"I went to a place to eat. It said 'breakfast at any time.' So I ordered french toast during the Renaissance". --Steven Wright ... If you are a devotee of time travel, check out this song...

Tuesday, September 30, 2014

The Knick: Paean to Scientific Method

I've been watching and much enjoying The Knick, now in the 7th episode of its premiere season on Cinemax.  Like Banshee and Strike Force on that network, The Knick has a style, pace, and storyline all its own, like nothing I've seen any place else on television or the Internet.

The pace literally percolates, as the backing music before and during the show brings home.  The beginning of the 20th century was a pivotal time in our scientific and cultural history, the last stance of the sheer Victorian optimism in the power of rationality and science to better our lives - an optimism that would soon be irretrievably doused by the First World War, and the ensuing horrors of the next half of the century.   Our current digital age has brought back some of that optimism, and the hope of attaining the global village foreseen by Marshall McLuhan, but we're still far below where Dr. Thackery is in faith in the future.

Medical treatment was beginning to fully emerge out of the Dark Ages, when patients were treated with herbs, later chemicals and drugs, and little was done to directly intervene in their bodies by surgery.  Thackery sees things differently - willing, always, to try to a surgical technique that either makes sense to him, or he's read about in some journal, or both.   As such, this part of the narrative makes The Knick a paean to the scientific method in medicine.
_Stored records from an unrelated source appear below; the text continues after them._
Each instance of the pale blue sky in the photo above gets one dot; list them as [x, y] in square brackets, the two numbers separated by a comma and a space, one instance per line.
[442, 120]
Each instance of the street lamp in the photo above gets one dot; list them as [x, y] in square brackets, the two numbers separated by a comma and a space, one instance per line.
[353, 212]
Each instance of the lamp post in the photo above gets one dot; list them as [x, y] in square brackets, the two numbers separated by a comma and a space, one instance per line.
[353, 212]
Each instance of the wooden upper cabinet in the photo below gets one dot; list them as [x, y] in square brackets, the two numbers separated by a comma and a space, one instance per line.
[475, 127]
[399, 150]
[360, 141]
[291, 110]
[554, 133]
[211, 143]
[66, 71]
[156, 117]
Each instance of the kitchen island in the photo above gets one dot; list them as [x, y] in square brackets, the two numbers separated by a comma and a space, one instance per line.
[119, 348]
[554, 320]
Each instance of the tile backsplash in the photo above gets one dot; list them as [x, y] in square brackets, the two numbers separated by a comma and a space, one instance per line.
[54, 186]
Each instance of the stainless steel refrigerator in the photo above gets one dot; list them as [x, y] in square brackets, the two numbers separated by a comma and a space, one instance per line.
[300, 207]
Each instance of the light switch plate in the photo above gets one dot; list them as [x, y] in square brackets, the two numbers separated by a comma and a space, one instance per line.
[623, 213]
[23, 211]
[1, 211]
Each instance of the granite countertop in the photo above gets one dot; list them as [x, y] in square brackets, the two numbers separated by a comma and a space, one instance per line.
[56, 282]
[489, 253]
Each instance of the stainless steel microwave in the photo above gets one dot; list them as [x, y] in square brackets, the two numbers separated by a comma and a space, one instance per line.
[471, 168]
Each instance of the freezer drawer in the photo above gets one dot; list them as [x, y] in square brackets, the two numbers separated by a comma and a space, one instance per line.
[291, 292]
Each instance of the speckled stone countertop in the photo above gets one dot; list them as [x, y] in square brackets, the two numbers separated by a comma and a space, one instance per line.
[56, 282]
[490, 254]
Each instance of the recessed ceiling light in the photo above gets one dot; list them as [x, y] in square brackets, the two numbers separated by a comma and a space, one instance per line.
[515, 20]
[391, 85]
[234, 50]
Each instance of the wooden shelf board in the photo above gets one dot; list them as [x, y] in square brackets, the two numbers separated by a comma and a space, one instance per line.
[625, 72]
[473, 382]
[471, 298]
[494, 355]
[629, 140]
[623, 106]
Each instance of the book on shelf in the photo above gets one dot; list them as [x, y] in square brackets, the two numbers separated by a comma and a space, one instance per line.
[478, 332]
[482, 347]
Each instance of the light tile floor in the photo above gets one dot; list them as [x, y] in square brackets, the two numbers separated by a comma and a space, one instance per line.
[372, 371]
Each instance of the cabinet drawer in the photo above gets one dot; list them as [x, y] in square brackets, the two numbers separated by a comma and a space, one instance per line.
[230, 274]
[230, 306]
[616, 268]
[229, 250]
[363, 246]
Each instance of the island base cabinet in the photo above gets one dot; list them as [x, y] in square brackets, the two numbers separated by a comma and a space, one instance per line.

There's an excellent treatment of social illnesses of the time, as well - in particular the racism which sadly afflicts us to this very day, and was always beyond the power of science and surgery to cure.   Thackery at first resists the addition to Dr. Edwards, an African-American, as second in command on his staff.   Edwards is called the worst racist names you can imagine, and by other doctors in the hospital, not just the white trash in the street.   But Thackery can't help but be impressed by Edwards' talent and genius, and comes to be Edwards' champion.

The physical ills that the two and their associates try to get on top of - i.e., cure or provide lasting assistance for - range from difficult pregnancies to aneurysms.   And, true to the newness of the procedures Thackery and Edwards are attempting, they not always succeed.

Clive Owen is just wonderful as Thackery, Andre Holland puts in a memorable performace as Edwards, and the rest of the cast is as much a pleasure to watch as the series.  Highly recommended!